The cost of money during the pandemic went to almost zero, which sparked the inflation fire. Here the scales were tilted in favour of the owners of assets away from the savers to protect the economy. A Canberra-backed call to drive wages higher without productivity gains is simply robbing the long-term wealth of the nation. A wages spiral further fuels inflation and, when the blunt force of rising interest rates hits, everyone is affected.
In calling for a renewing and restructuring of markets and economic institutions, Chalmers needs to move carefully. Deliver a sound framework, but let business and motivated investors get on with it.
Costs baked in: OZ
Copper miner OZ Minerals has highlighted how businesses are now facing a new, but critical phase of inflation: baked-in costs.
OZ Minerals CFO Warrick Ranson has warned that even as supply chain pressures have eased during the December quarter, “we don’t anticipate a major reversion in costs going forward, with suppliers likely to retain current pricing levels across a range of inputs”.
This effectively keeps the step-up in the costs OZ and other miners have experienced in place.
OZ is now facing a 60 per cent jump in its power costs as it comes off its fixed-term electricity pricing contracts.
“We don’t see a lot of inflationary relief in 2023,” says Ranson, following a quarterly update.
It may all be academic with BHP securing an agreed deal in November with OZ’s board for a sweetened $9.6bn buyout. A scheme booklet is to be sent to shareholders in March, with a shareholder meeting to be held in April. BHP seems to have picked the perfect timing for OZ, sealing its deal just before China’s economy started to regain traction
Copper prices have moved into 2023 with positive momentum, surging more than 11 per cent spurred on by China’s recovery, lower expected supply from Chile and historically low LME stocks. In total, the metal has surged 30 per cent from last year’s cyclic low.
OZ chief executive Andrew Cole says the independent expert report will make a call on the pricing but the board’s unanimous recommendation to accept the bid “didn’t come lightly”.
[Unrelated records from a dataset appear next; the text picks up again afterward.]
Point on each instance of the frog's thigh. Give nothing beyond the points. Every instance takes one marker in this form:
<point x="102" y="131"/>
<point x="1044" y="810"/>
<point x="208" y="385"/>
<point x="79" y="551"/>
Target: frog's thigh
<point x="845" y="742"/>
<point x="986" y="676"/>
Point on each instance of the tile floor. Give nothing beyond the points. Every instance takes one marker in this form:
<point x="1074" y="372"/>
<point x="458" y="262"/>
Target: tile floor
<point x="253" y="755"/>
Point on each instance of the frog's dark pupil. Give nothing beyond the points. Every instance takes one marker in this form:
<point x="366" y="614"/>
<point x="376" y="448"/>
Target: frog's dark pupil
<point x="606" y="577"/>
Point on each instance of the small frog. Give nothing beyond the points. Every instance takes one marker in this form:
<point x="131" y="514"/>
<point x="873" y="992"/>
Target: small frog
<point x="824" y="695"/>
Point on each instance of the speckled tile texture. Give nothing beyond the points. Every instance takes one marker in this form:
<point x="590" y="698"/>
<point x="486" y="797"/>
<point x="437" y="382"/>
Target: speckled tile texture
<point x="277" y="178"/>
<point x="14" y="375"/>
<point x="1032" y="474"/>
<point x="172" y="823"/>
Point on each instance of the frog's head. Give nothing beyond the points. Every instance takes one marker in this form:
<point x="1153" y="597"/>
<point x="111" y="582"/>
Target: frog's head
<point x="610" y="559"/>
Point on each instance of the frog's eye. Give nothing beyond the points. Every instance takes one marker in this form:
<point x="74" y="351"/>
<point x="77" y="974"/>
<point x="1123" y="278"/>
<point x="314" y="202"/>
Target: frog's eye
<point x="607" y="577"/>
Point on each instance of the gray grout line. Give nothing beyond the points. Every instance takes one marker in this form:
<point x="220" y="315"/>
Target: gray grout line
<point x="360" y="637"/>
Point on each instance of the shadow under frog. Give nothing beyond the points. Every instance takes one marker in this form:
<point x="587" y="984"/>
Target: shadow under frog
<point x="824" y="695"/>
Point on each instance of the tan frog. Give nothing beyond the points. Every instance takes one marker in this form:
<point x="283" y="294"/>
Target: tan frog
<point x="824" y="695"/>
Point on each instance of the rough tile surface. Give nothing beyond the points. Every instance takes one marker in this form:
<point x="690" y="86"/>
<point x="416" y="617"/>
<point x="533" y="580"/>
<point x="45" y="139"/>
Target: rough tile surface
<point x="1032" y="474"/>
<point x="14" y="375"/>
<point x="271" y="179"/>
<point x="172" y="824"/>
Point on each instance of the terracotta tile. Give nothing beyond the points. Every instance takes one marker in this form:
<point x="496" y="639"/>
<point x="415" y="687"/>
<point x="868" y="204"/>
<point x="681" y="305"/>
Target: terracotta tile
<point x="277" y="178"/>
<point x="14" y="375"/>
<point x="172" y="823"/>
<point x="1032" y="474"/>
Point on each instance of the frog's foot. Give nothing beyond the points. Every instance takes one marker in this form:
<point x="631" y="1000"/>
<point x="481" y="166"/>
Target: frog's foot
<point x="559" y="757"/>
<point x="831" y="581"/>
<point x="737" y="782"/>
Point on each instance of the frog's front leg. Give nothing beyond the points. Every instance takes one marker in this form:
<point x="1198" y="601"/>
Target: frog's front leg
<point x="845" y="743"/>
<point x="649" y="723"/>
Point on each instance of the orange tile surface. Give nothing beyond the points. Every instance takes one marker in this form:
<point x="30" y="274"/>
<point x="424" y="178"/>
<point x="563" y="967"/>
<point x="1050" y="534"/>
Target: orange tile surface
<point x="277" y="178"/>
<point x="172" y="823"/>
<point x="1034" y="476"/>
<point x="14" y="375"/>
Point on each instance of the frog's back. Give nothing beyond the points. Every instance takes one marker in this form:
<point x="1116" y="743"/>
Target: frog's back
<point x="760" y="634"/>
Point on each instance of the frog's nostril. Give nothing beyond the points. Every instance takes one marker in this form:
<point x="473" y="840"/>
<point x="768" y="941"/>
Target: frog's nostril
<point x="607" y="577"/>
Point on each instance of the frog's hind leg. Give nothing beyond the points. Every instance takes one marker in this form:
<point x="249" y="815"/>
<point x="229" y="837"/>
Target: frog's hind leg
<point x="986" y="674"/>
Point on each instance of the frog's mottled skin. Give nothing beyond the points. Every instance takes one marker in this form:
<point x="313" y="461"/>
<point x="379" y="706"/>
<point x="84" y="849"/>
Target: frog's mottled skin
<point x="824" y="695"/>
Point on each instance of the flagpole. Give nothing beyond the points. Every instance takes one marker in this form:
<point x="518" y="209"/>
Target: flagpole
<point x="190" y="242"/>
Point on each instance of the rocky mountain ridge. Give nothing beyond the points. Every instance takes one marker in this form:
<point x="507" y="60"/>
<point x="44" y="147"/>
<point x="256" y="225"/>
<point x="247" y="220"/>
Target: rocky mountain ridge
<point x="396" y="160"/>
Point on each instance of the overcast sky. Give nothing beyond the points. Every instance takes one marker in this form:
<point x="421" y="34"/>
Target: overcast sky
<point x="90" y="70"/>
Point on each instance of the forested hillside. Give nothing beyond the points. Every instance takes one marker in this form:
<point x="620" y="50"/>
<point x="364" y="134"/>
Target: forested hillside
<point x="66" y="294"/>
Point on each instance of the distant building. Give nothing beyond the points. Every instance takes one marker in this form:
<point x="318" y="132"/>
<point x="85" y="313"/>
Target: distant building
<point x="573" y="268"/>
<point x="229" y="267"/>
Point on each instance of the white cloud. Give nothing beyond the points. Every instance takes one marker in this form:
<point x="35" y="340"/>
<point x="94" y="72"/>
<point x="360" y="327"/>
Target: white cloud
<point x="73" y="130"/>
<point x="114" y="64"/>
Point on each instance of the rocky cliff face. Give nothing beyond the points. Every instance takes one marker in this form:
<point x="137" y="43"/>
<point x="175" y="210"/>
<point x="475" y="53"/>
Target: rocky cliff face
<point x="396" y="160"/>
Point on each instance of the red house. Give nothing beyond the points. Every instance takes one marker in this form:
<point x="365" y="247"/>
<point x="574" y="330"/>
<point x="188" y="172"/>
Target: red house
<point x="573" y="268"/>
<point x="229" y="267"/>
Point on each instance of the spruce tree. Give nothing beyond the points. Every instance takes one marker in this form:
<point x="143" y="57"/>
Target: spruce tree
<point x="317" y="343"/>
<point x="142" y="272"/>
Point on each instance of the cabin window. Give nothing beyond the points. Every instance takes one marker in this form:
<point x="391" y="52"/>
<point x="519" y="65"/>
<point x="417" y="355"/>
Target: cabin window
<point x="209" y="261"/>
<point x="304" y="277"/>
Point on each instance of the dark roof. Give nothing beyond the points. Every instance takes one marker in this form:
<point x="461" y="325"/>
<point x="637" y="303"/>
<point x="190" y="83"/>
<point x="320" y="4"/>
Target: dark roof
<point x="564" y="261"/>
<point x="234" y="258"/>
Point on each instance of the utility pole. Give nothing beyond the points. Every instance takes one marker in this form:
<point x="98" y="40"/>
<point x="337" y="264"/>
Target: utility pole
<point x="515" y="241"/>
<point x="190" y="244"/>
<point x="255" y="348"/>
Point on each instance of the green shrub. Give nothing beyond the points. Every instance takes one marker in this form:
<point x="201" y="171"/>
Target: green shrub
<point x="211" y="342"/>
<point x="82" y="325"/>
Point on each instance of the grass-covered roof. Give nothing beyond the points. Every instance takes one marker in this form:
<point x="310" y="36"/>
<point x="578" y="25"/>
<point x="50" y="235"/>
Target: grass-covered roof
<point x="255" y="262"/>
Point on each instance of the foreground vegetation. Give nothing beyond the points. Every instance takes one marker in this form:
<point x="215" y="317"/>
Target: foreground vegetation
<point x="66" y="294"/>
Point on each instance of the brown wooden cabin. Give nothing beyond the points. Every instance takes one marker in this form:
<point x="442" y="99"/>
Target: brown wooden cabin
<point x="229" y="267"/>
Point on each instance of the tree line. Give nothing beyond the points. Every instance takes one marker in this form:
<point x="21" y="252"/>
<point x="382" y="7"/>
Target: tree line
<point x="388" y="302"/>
“It’s based on deep and careful consideration of a range of factors. They include the OZ Minerals value on a stand-alone basis and that takes into account among other things commodity price forecasts, macroeconomic outlook, operational delivery, the (West Musgrave) project and the capital cycle we’re stepping into,” Cole says. BHP will supercharge its copper exposure through OZ, as the miner seeks to capitalise on “future-facing” commodities amid a renewables transition. OZ boosted its December quarter copper production by 21 per cent, marking its record quarterly output.
Brokerage JP Morgan expects copper could hit as much as 40 per cent of BHP’s earnings by the end of this decade from 20 per cent currently.